Wegen ihrer Verstrickung In die Affäre um den verbotenen Besitz geheimer Unterlagen der Bundeswehr hat der Luftfahrts- und Rüstungskonzern Airbus 16 Mitarbeiter fristlos gekündigt - darunter auch einen Abteilungsleiter.

Ein Sprecher bestätigte den Vorgang von Mitte September, ohne weitere Details zu nennen. Zuerst berichtete die «Welt am Sonntag».

Verrat von Geschäfts- und Betriebsgeheimnissen

Die Staatswaltschaft München I ermittle weiter in der Sache, sagte eine Sprecherin. Im September war gegen 17 Beschuldigte «und weitere, bislang unbekannte Täter wegen Verrats von Geschäfts- und Betriebsgeheimnissen (bzw. Anstiftung hierzu)» ermittelt worden. Airbus selbst hatte Justizstellen und dem Verteidigungsministerium einen möglicherweise rechtswidrigen Umgang von Mitarbeitern mit Kundendokumenten gemeldet.

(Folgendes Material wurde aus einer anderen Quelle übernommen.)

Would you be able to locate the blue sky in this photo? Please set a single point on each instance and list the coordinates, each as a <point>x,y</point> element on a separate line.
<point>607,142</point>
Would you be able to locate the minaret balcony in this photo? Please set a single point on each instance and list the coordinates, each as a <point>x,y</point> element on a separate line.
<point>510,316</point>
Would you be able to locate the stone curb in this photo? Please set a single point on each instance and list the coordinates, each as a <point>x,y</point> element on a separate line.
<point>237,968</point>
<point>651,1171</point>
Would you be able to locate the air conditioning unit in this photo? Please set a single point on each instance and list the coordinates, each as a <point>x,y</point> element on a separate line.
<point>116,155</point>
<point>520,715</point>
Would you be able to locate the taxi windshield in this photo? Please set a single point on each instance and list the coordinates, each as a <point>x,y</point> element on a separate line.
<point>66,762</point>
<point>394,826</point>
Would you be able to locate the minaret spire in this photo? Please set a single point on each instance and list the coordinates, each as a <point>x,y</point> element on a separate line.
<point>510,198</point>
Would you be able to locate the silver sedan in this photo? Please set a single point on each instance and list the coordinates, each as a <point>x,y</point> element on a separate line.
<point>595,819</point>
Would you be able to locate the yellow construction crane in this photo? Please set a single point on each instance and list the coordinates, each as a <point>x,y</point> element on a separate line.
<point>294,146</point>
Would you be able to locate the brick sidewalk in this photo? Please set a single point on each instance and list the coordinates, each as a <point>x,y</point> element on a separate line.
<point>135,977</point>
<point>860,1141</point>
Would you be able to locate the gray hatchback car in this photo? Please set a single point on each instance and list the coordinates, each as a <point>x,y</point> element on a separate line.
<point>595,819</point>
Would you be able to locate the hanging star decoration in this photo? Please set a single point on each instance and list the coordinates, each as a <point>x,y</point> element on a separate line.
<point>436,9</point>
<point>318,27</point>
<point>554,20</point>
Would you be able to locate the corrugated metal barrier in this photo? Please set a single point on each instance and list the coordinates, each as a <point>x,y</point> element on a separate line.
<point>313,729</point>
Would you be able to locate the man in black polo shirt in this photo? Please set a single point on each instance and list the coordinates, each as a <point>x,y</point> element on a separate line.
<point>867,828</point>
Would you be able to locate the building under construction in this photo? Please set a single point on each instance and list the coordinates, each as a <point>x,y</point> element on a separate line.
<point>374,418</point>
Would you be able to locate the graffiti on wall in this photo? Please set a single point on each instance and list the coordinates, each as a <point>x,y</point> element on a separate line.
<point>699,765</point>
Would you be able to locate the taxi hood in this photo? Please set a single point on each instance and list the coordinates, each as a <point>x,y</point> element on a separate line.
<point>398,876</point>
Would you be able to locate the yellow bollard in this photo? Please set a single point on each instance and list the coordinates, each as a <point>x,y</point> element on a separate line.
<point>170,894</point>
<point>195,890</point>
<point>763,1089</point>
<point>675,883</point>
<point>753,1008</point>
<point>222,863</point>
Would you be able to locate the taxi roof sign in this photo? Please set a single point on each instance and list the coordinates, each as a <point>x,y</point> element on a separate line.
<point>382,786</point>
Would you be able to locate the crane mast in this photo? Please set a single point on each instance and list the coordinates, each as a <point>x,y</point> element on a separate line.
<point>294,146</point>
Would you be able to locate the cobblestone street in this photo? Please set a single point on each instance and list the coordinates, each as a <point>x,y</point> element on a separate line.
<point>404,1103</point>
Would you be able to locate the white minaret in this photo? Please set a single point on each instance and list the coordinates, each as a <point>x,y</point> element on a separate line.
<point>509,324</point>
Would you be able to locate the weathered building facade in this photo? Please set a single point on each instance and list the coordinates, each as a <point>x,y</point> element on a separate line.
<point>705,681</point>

Unterste Geheimhaltungsstufe

Die Dokumente stammten augenscheinlich von einer Behörde, die dem Verteidigungsministerium unterstehe und beträfen die unterste Geheimhaltungsstufe VS-NfD, hieß es im September von der Staatsanwaltschaft.

Unter den 16 entlassenen Mitarbeitern war auch ein Abteilungsleiter, wie aus Airbus-Kreisen zu hören war.